Умер он мгновенно. Так умирают герои снов, когда пробуждается сновидец.
— Представляешь, — свесился с нар Евдоким Кугтя, которому струйки пота расчертили грудь крестом, — мне снилось, будто меня зовут Никита Трепец и я согнут радикулитом!
— Сон в руку, — оскалился Виссарион Личуй, доставая из подушки заточку, — пора валить охранника и делать отсюда ноги.
ПО-СЕМЕЙНОМУ
Когда мы расставались, в её огромных, беспокойных глазах стояли слёзы. Она успела побывать замужем и снова мечтала о браке. Расходились бурно: у меня вырывались упрёки, у неё дёргалось веко, кривились тонкие, болезненно яркие губы.
А через двенадцать лет я, мыкаясь по углам, явился по газетному объявлению.
Лена?
Я узнал её сразу, да и она, казалось, не удивилась. Лена была ещё красива, хотя с годами немного раздалась, теперь в её облике проступила та хваткая уверенность, которая рано или поздно приходит к женщине.
Она жестом пригласила войти, и я, не опуская чемодан, перешёл к делу.
Вы можете остаться, — на щеках заиграл румянец. — Бельё раз в неделю, стол за отдельную плату.
Послушай, глупо играть в незнакомых.
Она улыбнулась.
Моё окно выходило в сад, и, когда открывалась дверь, сквозняк шевелил занавески. Из мебели был старинный двустворчатый комод, закрывавший полстены и пускавший по утрам солнечных зайчиков.
Круглый год Лена сдавала комнату, а сама жила в другой, со шкафом, заваленным тряпьём, колченогими стульями, кроватью сына. Я вспомнил, как она говорила: «Если никого не встречу, заведу себе ребёночка».
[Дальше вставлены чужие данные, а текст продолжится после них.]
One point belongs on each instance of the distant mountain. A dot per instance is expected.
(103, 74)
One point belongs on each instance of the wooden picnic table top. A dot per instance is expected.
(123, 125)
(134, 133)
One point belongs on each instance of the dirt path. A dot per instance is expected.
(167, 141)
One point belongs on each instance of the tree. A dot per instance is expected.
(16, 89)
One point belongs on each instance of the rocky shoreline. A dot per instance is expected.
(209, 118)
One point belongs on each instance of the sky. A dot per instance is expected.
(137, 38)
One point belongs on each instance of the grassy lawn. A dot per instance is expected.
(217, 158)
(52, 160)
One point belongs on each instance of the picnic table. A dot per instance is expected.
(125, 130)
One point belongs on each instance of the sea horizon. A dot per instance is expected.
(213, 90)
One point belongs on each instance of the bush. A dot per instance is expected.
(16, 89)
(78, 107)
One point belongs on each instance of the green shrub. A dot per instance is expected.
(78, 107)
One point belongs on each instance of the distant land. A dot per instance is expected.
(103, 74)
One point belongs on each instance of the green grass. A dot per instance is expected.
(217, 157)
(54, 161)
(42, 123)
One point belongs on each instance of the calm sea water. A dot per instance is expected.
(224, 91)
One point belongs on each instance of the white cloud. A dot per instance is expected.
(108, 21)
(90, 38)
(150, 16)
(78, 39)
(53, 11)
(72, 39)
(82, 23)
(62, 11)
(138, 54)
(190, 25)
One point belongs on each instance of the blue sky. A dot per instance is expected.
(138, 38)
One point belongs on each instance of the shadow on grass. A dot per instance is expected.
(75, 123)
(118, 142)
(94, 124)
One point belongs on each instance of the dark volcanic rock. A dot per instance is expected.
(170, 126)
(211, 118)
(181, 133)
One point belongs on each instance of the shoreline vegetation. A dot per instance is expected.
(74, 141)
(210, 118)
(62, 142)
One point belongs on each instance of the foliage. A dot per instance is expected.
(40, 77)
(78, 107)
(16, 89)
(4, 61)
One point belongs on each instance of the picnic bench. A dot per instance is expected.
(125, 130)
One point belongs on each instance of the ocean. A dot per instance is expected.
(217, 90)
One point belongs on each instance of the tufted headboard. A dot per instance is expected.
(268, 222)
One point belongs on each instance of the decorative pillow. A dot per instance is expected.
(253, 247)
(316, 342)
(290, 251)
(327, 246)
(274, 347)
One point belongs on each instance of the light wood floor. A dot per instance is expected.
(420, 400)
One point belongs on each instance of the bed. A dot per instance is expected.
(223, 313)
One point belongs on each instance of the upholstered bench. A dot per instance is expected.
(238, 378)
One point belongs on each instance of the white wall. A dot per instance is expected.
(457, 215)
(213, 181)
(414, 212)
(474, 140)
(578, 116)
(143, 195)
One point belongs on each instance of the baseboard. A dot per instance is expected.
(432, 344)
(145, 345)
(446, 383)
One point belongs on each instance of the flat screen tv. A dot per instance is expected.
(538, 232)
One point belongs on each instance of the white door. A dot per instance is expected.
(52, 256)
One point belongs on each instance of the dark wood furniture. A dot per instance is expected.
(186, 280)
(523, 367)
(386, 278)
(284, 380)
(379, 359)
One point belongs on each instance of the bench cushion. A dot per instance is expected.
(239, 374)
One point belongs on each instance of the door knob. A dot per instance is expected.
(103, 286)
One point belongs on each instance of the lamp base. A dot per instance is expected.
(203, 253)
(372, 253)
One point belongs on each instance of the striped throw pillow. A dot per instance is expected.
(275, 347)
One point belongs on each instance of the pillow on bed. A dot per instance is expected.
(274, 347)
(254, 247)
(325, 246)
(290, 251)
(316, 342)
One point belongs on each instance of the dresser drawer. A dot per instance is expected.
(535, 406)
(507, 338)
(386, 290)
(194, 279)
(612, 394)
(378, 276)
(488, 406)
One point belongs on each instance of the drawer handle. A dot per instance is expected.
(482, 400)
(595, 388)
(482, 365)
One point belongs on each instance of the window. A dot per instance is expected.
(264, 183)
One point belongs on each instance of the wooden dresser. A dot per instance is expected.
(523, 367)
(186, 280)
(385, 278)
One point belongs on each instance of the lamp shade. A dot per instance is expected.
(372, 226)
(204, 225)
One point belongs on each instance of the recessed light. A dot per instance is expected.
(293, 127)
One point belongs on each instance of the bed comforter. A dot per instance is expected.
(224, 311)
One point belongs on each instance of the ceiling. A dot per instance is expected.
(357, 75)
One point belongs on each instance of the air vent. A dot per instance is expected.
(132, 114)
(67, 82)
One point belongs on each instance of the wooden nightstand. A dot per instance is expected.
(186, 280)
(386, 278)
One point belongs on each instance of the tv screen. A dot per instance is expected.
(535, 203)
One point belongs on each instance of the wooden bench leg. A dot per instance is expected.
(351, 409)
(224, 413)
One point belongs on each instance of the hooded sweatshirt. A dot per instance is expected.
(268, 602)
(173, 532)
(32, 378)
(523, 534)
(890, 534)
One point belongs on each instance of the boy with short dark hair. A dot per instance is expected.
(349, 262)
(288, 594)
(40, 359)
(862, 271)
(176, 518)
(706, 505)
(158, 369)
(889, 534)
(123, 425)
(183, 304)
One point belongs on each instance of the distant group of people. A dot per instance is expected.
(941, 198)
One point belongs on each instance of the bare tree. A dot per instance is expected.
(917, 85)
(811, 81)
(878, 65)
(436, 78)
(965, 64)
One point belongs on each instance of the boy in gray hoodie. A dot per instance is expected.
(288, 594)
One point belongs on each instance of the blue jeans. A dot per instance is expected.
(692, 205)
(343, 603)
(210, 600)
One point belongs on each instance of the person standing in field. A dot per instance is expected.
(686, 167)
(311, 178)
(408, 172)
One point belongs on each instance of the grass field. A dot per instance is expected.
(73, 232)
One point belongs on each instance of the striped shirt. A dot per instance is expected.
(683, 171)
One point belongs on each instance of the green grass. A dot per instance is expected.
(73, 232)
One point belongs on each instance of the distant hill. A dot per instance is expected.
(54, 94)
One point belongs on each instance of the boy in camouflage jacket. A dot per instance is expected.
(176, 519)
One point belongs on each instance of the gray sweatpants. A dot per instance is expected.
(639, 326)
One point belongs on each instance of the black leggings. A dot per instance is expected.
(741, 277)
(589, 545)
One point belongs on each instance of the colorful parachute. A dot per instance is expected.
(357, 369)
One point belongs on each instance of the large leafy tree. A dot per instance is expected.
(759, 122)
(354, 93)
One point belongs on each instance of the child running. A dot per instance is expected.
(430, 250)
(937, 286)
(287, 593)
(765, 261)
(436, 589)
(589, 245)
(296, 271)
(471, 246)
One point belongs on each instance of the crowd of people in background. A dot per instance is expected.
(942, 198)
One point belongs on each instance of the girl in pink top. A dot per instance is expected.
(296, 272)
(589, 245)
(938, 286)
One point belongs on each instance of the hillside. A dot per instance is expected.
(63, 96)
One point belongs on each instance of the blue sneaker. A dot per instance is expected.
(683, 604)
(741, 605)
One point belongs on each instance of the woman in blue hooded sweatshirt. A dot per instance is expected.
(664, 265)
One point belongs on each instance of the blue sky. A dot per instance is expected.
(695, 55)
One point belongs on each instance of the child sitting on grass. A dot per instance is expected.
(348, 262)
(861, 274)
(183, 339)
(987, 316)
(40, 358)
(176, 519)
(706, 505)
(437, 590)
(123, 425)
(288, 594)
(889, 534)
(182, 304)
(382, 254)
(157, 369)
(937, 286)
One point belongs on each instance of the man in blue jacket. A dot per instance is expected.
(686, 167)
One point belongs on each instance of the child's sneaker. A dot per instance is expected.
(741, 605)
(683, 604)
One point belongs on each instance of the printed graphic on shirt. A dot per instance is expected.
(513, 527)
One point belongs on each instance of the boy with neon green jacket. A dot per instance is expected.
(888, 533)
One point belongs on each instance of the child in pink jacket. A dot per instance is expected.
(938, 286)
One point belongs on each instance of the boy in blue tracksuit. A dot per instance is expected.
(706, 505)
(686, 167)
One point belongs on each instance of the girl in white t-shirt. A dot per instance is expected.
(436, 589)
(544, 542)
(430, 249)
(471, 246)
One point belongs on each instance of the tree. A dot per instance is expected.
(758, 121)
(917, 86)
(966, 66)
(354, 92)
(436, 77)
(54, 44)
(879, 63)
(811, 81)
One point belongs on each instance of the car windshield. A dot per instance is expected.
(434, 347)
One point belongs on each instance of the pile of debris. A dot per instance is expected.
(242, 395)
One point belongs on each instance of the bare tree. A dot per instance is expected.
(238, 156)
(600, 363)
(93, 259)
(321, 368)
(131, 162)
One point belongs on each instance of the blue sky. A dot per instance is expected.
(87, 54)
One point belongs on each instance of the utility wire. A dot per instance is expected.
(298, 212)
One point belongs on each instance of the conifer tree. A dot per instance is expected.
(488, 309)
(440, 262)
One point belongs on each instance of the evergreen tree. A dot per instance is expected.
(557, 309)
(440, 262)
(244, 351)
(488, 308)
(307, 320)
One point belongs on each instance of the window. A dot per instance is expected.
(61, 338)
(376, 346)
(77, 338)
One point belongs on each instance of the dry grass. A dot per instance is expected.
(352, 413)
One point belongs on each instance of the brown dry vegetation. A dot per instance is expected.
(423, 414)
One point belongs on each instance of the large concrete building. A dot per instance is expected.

Тогда я опускал глаза. А теперь её мальчику было около десяти. Его звали Андреем.
— А отчество?
Андреевич. Как-то же надо было.
Годы дались Лене трудно. Помощи ни от кого не ждала, тянула воз, огрубев от ежедневной борьбы. Я тоже был побитой собакой, за сорок — ни кола, ни двора.
И вскоре мы опять сошлись.
На ночь она читала сыну про волка-королевича и, дождавшись ровного дыхания, шла ко мне, обдавая жаром изнывавшего тела. А я совсем обезумел: изголодавшемуся по теплу, этот шаткий уют рисовался убежищем от холодного мира.
Замелькал календарь. Лена работала допоздна, возвращалась опустошённая. Поначалу мы пытались беседовать, но постепенно наши разговоры свелись к нестиранным рубашкам и вымороченным воспоминаниям.